# going to spray a ceiling



## joepro0000 (Jun 14, 2008)

I got to spray a grid, from black to white, and was wondering of any good tips. What I'm thinking, I got to mask off sprinker heads, and all the lighting (which is alot). Should I use plastic visqueen and tape or any better methods.

I will prime it one time, and if it looks white, I will then spray it flat white. The biggest part it masking off the lighting, which is about 50 lights plus some track lighting.

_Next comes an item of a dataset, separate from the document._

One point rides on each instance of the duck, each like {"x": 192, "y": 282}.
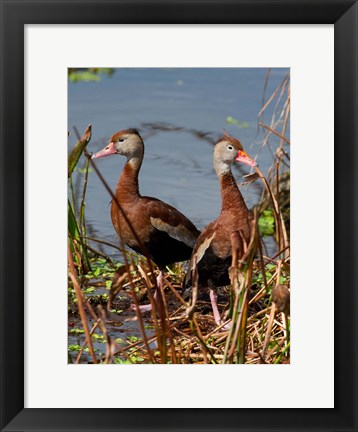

My goal - 2 guys on stilts masking, 1 spraying.


----------



## smisner50s (Jan 6, 2011)

joe tape and paper..paint will flake off of plastic and land in the wet paint your shooting..trust me.. paint cant soak in to plastic...but it can into paper.


----------



## boco (Oct 29, 2010)

Use paper on anything that could get hot, lights , ballasts, heat registers. If you have a hvlp you could just put 3" blue tape on edge of lights. If not I image you will be using a 211 tip. You get a better spray pattern with low pressure by using extra fine filters in gun and pump. For sprinklers use tin foil (works great)or sandwich bags and rubber bands.


----------



## joepro0000 (Jun 14, 2008)

we used the masking machine, white tape with plastic, covered up everything in 1hr, and 2 coats of primer about 1 hr each, and it was done! Wow!


----------



## silverstilts (Oct 15, 2008)

smisner50s said:


> joe tape and paper..paint will flake off of plastic and land in the wet paint your shooting..trust me.. paint cant soak in to plastic...but it can into paper.


Buy the flake resistant masking film on a roll, even dried up mud from knockdown will stick and no problems. Paper gets to soggy.


----------



## 2buckcanuck (Jul 9, 2010)

use or save the cardboard roll from the rolls of poly you buy. you can cut the roll down to 5 or 6 inch lengths, and stick them on the sprinkler heads. they fit nice and snug over them. Dumb little piece of advice but it's quick and it works .


----------